# PALESTINE /// Are we Questioning the Essence of Problems?

Published

3d reconstitution of Israeli intelligence data from The Gatekeepers (2012)

I recently watched the documentary The Gatekeepers by Dror Moreh (2012), which gathers six former heads of the Shin Bet, Israel’s domestic secret service agency in a sort of reconstitution of Israel’s military operations in the West Bank and Gaza since 1967. Remarkably enough, the six of them are extremely critical of the policies they had to implement as they evidently constitute punctual tactics rather than long term strategies. The interesting twisting moment in this regard since to be Yitzhak Rabin’s assassination in 1995 when it became clear that an important part of Israelis were not open to any form of compromise vis a vis the Zionist colonialist dream.
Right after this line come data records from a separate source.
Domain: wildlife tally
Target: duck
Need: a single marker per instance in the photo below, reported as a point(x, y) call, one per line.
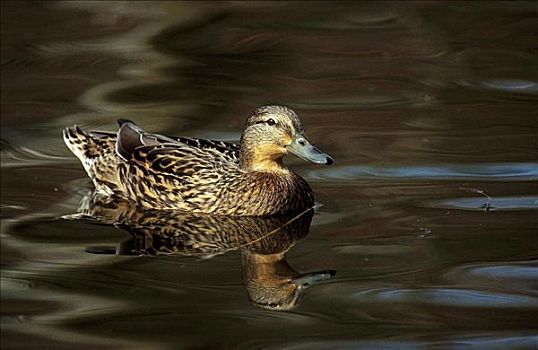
point(200, 175)
point(262, 243)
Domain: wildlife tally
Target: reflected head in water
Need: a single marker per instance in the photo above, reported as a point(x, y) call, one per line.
point(270, 281)
point(203, 176)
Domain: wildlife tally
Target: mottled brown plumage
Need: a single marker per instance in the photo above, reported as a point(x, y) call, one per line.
point(202, 176)
point(263, 242)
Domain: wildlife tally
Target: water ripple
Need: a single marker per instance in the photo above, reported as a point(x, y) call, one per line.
point(448, 297)
point(485, 172)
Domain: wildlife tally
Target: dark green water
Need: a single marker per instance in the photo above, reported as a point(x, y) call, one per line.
point(429, 216)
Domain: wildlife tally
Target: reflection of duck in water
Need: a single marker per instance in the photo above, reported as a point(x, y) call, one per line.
point(270, 281)
point(203, 176)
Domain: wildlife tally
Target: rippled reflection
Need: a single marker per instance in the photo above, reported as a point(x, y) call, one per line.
point(429, 215)
point(263, 241)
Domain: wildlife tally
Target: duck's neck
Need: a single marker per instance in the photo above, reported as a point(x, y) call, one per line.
point(263, 158)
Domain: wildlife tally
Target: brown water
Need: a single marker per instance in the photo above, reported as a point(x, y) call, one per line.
point(429, 216)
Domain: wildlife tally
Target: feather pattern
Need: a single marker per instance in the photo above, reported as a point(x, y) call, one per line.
point(197, 175)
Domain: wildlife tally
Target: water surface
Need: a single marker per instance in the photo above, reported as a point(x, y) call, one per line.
point(428, 217)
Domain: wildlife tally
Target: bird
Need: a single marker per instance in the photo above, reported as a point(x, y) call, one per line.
point(271, 282)
point(199, 175)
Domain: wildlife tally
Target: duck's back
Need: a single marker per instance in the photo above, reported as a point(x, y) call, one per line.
point(195, 175)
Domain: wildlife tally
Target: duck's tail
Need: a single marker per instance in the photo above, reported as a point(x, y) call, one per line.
point(96, 151)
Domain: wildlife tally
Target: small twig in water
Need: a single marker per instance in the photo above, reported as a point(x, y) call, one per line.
point(487, 206)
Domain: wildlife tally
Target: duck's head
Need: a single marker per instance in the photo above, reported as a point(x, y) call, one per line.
point(271, 132)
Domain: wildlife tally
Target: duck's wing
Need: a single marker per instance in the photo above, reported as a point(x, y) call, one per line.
point(131, 136)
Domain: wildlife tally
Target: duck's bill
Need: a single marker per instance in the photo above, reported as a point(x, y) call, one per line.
point(310, 279)
point(305, 150)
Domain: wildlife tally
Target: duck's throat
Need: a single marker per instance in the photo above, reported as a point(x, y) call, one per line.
point(262, 161)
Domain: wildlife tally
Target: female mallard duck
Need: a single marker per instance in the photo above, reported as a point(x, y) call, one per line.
point(203, 176)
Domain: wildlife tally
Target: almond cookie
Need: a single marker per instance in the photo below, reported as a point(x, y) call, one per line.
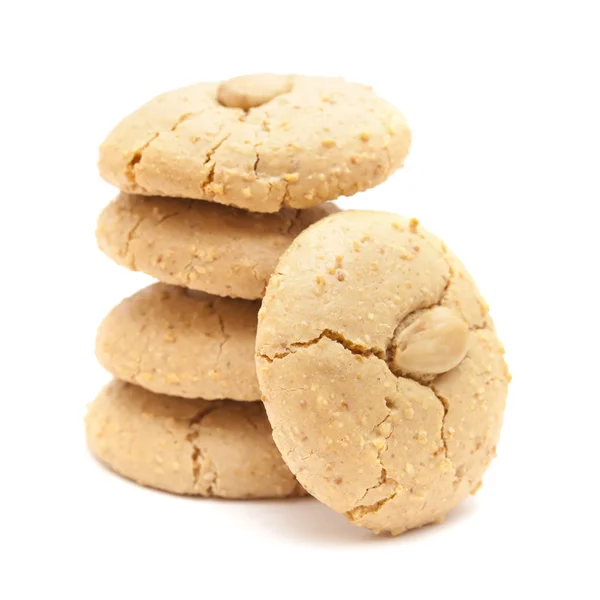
point(382, 374)
point(186, 446)
point(258, 142)
point(200, 245)
point(183, 343)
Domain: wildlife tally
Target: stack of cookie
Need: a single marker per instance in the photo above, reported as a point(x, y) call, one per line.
point(216, 182)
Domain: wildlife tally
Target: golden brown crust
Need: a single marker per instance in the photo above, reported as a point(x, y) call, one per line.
point(320, 139)
point(200, 245)
point(170, 342)
point(391, 450)
point(184, 446)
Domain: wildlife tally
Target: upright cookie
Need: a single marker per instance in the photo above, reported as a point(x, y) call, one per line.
point(175, 341)
point(258, 142)
point(184, 446)
point(200, 245)
point(382, 374)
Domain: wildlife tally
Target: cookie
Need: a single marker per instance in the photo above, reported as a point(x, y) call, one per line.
point(200, 245)
point(258, 142)
point(174, 341)
point(186, 446)
point(382, 374)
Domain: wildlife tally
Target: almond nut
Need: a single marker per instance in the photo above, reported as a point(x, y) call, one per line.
point(434, 343)
point(249, 91)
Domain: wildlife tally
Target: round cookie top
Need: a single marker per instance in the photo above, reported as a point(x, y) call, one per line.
point(183, 446)
point(200, 245)
point(258, 142)
point(183, 343)
point(382, 375)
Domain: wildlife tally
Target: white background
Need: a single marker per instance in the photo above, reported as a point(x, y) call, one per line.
point(503, 101)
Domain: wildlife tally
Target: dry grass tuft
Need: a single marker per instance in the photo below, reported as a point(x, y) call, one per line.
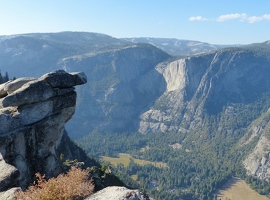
point(71, 186)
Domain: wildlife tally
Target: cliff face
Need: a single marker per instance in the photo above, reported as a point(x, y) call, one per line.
point(205, 85)
point(257, 139)
point(33, 113)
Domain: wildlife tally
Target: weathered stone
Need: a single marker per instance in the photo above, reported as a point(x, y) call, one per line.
point(31, 92)
point(3, 92)
point(62, 79)
point(8, 175)
point(9, 194)
point(32, 120)
point(114, 192)
point(12, 86)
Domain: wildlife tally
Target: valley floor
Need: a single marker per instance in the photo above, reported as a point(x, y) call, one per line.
point(237, 189)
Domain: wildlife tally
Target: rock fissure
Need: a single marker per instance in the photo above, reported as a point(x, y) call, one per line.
point(33, 113)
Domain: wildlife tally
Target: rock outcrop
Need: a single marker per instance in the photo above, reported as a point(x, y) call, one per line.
point(33, 112)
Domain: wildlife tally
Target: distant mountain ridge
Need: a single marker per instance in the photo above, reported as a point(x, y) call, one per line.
point(213, 94)
point(179, 48)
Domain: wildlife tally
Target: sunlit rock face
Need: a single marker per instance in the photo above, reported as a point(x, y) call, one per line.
point(33, 112)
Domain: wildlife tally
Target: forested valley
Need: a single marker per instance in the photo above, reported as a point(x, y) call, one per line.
point(197, 165)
However satisfactory and probably helpful it is to listen to those six gentlemen who embodied one of the most powerful position in the realms of Israeli military operations from 1980 to 2011 (only one director is missing in the film within this period), it is actually tragic to observe that such opinions from them come after their retirement or worse, that they do not have any impact on the government’s policy when they were in office. From here, what seems to be a hopeful message of mind evolution can be interpreted, in the contrary, as a tragic perpetuation of an unacceptable situation regardless of the protagonists’ opinion on it.

Interpreting the problem based on opinions, polls, compromises, efforts etc.  as it is usually considered (especially in Europe where people keeps considering this conflict in a very strict symmetry) might therefore be the wrong way to look at things. Similarly, getting indignation from videos or news of IDF soldiers punching a Western activist or a Palestinian kid being beaten up by some Israeli bullies in East Jerusalem and other various unjust punctual events is simply not enough as this same indignation did not nothing to change the status quo of the last forty-five years. What we need to understand and act upon is the system that makes those events possible if not encouraged.
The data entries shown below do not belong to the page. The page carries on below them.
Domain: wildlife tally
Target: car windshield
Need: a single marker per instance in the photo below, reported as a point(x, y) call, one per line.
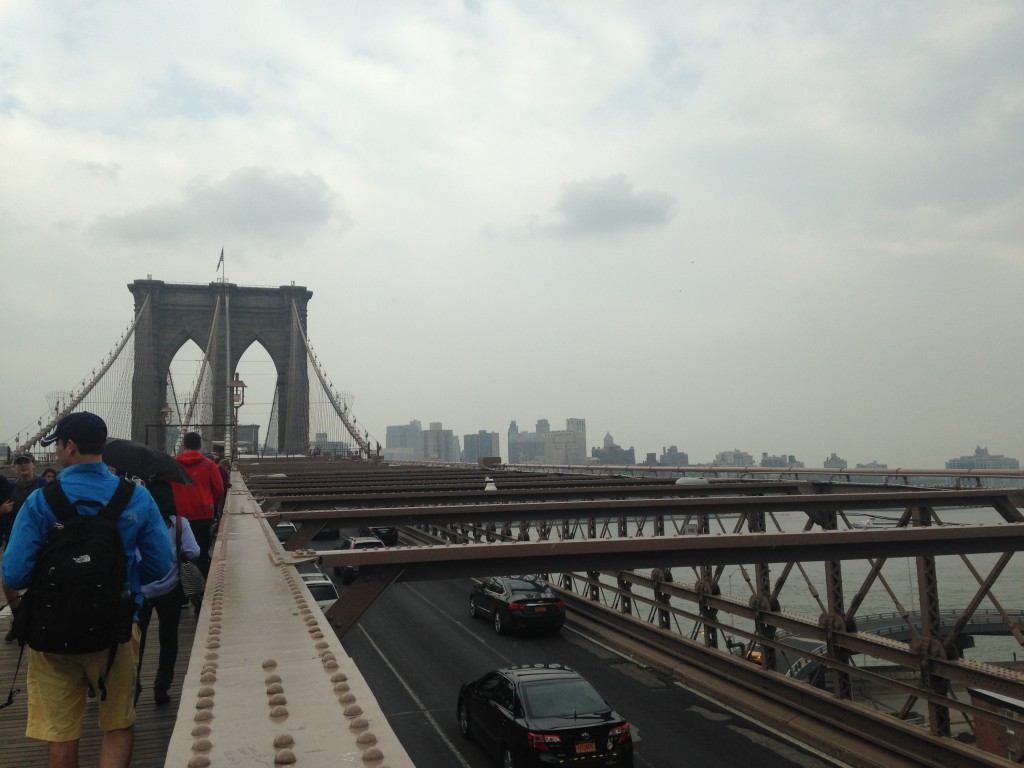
point(522, 587)
point(323, 592)
point(562, 698)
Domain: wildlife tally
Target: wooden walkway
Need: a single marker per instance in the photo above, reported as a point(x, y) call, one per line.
point(153, 727)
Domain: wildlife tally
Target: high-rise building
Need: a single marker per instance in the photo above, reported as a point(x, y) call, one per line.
point(983, 460)
point(402, 442)
point(673, 457)
point(612, 453)
point(835, 462)
point(734, 458)
point(479, 445)
point(438, 443)
point(548, 445)
point(524, 448)
point(785, 460)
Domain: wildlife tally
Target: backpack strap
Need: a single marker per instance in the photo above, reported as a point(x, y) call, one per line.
point(62, 508)
point(58, 501)
point(119, 502)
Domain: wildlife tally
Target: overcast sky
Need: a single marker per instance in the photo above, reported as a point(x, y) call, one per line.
point(785, 227)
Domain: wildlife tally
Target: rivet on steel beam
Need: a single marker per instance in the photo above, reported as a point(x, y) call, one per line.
point(374, 753)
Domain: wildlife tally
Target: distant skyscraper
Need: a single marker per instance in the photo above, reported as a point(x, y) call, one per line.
point(734, 458)
point(785, 460)
point(983, 460)
point(402, 442)
point(834, 462)
point(613, 454)
point(547, 445)
point(438, 443)
point(479, 445)
point(673, 457)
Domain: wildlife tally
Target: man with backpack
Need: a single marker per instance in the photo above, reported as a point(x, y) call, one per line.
point(78, 622)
The film The Gatekeepers, however useful it might be, fails to address this problem. Images from the West Bank and Gaza are too much sourced by television and drones to understand what is the essence of the problem even if it less “spectacular” than the targeted assassinations in Gaza. The problem is the administrative and policed organization of a people’s daily life by another materialized by a territorial occupation and control.  Everything that does not primarily questions this situation is only a decoy not to address it. The United States are currently experiencing a similar situation when they wonder if it is ethical to drone assassinate a US Citizen abroad who “represents a threat to the country’s security”, some other people wonder about what we politely call “collateral damages”. The only question that matters here is how is possible that a country can conduct long distance humanless targeted attacks in another country on people who do not receive any form of trial?
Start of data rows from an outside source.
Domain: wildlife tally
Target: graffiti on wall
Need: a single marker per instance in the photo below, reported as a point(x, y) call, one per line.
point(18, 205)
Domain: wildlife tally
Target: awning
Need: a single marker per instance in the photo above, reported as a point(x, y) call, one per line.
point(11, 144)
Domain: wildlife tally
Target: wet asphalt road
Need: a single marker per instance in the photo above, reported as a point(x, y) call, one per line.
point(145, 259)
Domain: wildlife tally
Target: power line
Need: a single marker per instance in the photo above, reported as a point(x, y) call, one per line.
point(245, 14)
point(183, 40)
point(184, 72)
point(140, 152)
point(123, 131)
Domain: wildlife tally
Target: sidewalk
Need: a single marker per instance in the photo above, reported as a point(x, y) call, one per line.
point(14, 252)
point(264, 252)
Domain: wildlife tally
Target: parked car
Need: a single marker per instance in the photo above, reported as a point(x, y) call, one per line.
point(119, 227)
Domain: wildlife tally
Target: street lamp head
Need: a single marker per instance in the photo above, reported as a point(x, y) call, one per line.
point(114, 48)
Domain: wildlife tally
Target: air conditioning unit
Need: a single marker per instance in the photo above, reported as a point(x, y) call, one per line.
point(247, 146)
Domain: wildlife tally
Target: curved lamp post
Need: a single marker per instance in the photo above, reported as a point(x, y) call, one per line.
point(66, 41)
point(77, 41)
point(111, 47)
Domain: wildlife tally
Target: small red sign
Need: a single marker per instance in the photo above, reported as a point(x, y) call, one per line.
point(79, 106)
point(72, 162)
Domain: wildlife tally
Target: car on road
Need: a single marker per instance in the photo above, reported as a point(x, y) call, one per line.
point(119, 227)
There is no doubt that the authors of those crimes, whichever their rank are, from the highest members of a government to the people who “press buttons” are guilty and responsible for them; however the people who keep asking the wrong questions that do not fundamentally challenges the status-quo – and that is the case of the vast majority of liberal media in the Western world – can certainly be attributed a part of responsibility as well. That is not to say that D.Moreh’s film should be necessarily considered as such as it constitutes an important testimony of Israel’s internal contradictions, but rather that we cannot be satisfied of this kind of repentance without the actual application of justice that is the only way to “make the political situation better” (quote from the movie) for all.